There was the “permanent plateau” shortly before the 1929 crash. Tech stocks embarked on a final speculative melt-up in Q1 2000 in the face of rapidly deteriorating industry and economy fundamentals. And “still dancing” in the summer of 2007, and so on. Monetary Disorder ensures late-cycle market detachment from reality.
Lost in all the exuberance, late-cycle excesses sow the seeds of self-destruction. After trading at negative 38 basis points in Monday trading, 10-year bund yields jumped almost 20 bps to trade at negative 18.5 bps by Friday morning. Spanish yields surged 25 bps this week – Portuguese yields 22 bps, Greek 21 bps and French yields 15 bps. Yields this week surged 46 bps in Lebanon, 42 bps in Turkey and 25 bps in Cyprus. Stronger-than-expected French industrial production were said to ameliorate concerns for the European economy. It has the early appearance of a key reversal following a speculative blow-off.
Ten-year Treasury yields jumped nine bps this week to 2.09%. June core CPI was reported up a non-disinflationary 2.1% y-o-y. Perhaps, with trade wars, tight job markets and rising real wages, inflation is not dead and buried after all. Things get interesting if the Treasury market starts to focus on massive supply, waning foreign demand and the potential for an inflation surprise.
Friday evening from the Financial Times (Robin Wigglesworth): “Has the Federal Reserve Fallen Victim to Bond Market Bullies?” “The bond market ‘vigilantes’ of old used to bully wastrel governments. Now they appear to have moved on to a grander target — the US Federal Reserve.”
Crisis-period QE changed the functioning of global markets. Permanently including QE in central banks’ standard toolkit has transformed global finance and Capitalism in ways not comprehensible at this juncture. The bond “vigilantes” are extinct. This has provided central banks unprecedented latitude to discard convention and follow their every whim. It has also conveniently removed a major risk (spike in yields) for equities. But is has also opened the fiscal floodgates, where monetary policies ensure the accommodation of huge deficit spending at extremely low borrowing costs.
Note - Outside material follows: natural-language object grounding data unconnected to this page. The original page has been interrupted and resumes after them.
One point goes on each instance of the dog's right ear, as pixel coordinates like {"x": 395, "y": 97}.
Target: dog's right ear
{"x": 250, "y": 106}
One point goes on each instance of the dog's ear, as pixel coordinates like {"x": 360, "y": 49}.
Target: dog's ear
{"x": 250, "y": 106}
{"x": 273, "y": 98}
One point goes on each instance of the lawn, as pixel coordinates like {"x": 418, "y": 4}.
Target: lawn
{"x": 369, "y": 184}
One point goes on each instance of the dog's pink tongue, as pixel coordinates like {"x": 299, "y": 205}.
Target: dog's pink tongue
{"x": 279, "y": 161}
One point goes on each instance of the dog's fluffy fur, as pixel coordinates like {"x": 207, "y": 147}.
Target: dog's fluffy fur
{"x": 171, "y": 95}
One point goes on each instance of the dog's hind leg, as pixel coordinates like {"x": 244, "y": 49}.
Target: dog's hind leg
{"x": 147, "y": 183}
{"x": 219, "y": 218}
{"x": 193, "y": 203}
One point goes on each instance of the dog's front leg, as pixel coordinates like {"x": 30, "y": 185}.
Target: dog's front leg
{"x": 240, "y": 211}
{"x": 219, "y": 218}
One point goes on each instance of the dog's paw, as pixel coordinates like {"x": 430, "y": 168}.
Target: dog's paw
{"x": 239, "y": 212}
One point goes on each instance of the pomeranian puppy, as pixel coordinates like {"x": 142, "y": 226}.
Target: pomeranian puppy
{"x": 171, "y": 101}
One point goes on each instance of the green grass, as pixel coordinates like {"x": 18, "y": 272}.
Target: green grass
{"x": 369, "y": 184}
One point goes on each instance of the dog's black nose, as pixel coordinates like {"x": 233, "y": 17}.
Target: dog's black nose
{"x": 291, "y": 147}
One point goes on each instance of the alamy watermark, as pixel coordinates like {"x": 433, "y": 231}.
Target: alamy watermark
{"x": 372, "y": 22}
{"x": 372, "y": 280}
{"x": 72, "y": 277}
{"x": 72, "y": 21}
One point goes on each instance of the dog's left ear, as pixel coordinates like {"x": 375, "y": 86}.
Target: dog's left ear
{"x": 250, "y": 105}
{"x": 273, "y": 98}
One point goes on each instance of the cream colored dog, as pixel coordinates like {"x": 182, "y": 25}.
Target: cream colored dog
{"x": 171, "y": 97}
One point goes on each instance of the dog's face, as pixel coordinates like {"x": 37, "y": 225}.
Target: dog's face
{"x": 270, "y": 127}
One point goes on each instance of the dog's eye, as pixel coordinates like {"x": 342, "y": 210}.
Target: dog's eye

QE and the resulting death of the vigilantes have also empowered the strongman leader to subvert central bank independence.
Remember James Carville’s, “I used to think that if there was reincarnation, I wanted to come back as the president or the pope or as a .400 baseball hitter. But now I would like to come back as the bond market. You can intimidate everybody.” That was before QE. Today’s bond market intimidates no one. Threatening – or even firing – the head of a central bank for not cutting rates – is a non-issue for today’s bond market. Ditto massive deficits. Why worry about supply, myriad excesses or politicizing monetary management when the magic of QE can make everything good?
Today’s “crazy” is incredibly dangerous. No check and balances. Markets have lost the capacity to self-adjust and correct. Sovereign debt, the foundation of global finance, has succumbed to unprecedented price distortions – and it only gets worse from there: The Speculative Blow-Off for Global Financial Assets. And I appreciate it all appears reasonable and unsustainable – so long as securities prices continue to inflate. But it will function poorly in reverse. The crazier things get the more unsustainable Bubble prices become.